When living in recovery from mental illness, questions arise, such as, “Isn’t mental illness a chronic condition? How can we think we can recover from mental illness? Breaking free from medication is not living in recovery. Sometimes some of us who struggle with mental illness need medication to calm our minds so that we can live in recovery. The definition of recovery is different for everyone; perhaps the struggle lies in having a genuine concept of recovery. Recovery may seem like a nebulous term, but speaking of my own recovery, medication got me to the point where I could focus on my faith and how that faith could help me.

I had to go through many struggles to get where I am today, but I do not regret going through them. I am living a life of joy despite my mental illness, because I know that Jesus Christ will walk me through the steps needed to live in recovery.

Collins points out that ‘the word “depression” covers a wide variety of symptoms that differ in severity, frequency, duration, and origin.’ People with mental illness are looked down upon in most church communities.

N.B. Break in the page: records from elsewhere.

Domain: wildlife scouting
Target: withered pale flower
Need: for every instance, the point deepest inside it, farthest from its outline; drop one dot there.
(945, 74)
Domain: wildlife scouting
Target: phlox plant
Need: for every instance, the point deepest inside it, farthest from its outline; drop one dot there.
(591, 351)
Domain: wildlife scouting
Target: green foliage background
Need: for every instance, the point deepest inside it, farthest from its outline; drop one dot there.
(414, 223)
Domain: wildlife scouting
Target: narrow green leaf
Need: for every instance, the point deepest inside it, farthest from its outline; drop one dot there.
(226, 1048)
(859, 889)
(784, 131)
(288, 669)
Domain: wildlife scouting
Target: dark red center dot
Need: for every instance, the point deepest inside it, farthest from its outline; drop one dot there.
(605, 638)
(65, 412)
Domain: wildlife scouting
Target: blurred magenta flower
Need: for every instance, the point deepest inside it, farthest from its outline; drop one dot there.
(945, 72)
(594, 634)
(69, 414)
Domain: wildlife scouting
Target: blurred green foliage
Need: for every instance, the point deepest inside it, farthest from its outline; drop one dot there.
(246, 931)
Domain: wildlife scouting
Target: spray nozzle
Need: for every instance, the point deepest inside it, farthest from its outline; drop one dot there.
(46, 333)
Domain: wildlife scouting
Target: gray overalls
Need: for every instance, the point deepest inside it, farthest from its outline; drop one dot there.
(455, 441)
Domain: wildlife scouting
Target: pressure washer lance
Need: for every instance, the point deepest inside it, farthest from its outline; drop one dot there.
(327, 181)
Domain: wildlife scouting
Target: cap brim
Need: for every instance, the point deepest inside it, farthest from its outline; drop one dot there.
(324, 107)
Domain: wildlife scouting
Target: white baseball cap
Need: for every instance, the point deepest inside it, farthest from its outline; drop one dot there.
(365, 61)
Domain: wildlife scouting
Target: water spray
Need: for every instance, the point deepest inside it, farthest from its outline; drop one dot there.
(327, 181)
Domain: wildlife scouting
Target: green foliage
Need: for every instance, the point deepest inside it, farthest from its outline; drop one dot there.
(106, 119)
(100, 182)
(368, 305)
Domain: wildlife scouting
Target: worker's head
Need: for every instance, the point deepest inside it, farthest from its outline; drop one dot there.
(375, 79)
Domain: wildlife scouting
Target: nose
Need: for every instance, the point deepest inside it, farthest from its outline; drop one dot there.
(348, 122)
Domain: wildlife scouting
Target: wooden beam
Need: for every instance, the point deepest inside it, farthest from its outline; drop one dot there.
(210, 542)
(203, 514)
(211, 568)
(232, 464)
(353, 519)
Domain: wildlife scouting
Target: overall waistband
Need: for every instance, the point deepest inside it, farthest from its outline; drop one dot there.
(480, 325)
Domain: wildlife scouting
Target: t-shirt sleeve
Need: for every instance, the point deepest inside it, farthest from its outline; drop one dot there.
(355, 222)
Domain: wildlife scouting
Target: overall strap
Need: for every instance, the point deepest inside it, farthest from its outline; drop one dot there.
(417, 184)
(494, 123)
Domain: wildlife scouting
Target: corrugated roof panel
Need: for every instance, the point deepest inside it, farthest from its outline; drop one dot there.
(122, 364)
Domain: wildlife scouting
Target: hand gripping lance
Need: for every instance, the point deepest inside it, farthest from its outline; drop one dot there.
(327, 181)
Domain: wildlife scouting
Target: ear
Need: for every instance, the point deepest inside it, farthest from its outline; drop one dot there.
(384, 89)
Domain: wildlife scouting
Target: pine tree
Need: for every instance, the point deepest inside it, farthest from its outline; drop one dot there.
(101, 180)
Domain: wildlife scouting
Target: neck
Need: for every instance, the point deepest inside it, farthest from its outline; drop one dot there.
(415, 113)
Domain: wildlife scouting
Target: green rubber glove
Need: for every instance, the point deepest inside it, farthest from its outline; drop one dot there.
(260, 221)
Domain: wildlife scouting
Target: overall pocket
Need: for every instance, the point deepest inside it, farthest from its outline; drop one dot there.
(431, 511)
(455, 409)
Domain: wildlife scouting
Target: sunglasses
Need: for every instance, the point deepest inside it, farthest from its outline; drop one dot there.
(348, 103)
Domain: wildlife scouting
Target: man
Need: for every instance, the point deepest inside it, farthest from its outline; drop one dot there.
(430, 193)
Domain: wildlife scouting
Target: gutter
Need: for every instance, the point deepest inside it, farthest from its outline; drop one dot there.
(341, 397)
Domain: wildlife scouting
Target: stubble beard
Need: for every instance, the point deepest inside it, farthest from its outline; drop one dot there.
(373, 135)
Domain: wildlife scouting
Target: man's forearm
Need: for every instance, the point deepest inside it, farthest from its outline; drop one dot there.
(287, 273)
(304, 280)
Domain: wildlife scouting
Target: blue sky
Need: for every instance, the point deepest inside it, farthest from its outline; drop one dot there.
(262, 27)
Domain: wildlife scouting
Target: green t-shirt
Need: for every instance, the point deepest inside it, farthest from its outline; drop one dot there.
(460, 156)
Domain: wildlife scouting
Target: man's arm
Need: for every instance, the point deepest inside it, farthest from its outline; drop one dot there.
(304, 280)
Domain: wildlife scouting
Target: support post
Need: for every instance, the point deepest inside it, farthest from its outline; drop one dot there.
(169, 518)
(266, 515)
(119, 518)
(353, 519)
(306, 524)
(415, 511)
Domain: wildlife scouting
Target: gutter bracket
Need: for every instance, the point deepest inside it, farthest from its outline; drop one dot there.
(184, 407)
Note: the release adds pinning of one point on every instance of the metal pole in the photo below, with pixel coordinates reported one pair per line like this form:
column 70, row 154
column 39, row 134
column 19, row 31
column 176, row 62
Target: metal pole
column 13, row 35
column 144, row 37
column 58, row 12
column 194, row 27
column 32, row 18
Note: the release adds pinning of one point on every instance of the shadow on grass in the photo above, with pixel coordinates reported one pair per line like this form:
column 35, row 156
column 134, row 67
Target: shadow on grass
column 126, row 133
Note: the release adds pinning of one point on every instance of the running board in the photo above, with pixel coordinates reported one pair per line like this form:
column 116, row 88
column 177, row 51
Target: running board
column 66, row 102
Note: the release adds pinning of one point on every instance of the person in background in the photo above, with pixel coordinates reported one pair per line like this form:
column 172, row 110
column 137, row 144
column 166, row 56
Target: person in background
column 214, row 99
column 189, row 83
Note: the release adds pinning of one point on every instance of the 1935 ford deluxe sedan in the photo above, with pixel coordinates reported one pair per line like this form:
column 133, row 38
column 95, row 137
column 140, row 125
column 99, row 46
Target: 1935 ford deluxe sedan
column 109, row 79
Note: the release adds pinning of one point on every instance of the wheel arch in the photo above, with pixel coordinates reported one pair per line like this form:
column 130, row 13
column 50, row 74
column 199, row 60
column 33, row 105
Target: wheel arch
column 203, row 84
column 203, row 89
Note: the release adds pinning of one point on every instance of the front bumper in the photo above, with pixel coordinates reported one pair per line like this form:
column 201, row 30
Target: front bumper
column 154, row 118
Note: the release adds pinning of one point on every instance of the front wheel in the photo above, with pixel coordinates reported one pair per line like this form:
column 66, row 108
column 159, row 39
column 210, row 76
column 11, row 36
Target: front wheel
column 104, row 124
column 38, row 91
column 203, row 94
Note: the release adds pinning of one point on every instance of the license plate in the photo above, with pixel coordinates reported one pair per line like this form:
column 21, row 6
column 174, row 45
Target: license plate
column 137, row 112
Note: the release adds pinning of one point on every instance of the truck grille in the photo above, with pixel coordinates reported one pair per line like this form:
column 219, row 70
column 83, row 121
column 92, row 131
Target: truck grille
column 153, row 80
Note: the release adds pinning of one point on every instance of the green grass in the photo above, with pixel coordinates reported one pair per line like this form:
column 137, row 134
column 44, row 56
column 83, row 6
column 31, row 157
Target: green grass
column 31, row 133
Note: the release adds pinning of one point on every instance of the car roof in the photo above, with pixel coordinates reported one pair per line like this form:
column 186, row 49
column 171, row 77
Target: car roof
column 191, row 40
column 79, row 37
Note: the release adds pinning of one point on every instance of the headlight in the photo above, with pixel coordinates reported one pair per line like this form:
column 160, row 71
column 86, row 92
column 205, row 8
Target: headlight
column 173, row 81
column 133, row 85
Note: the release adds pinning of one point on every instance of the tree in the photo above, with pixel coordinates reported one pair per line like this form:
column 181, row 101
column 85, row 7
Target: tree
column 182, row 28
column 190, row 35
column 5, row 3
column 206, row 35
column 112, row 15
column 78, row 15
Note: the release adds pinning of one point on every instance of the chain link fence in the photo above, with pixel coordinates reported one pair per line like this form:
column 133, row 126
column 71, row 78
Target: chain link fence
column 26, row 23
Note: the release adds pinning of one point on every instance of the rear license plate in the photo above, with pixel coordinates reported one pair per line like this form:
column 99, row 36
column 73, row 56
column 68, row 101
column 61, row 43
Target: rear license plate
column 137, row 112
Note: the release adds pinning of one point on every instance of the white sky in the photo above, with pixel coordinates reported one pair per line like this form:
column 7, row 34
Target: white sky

People are often blamed for their symptoms and isolated into a stigma of false teachings. The Christian community must develop tolerance toward those who with mental illness instead of stereotyping them. Blaming and stereotyping make things worse for those seeking support and guidance. The causes of mental illness have many complex factors. Genetic factors play a part in the environment a person grew up in.

May complex factors have been interwoven in the family and we must consider this. Blame for mental illness causes physical problems for the person when not addressed. Saying mental illness is just a spiritual problem is terrible theology that fails to understand human nature as we are complex human beings.
Helping someone with mental illness involves good care and understanding in the Christian community. Too often, people seeking help for mental illness in the church are met with fear, because of a lack of understanding. Friends, families, and Christian communities must learn to ask the right questions to offer guidance and support.

A movement called “Mental Health First Aid” is spreading around the country. The church should be the line of support and a place where people can go to get help from a higher source.


People with mental illness need Christ just as much, maybe even more, then some. Christian communities can offer grace to help members who have a mental illness the gifts they need to live in recovery.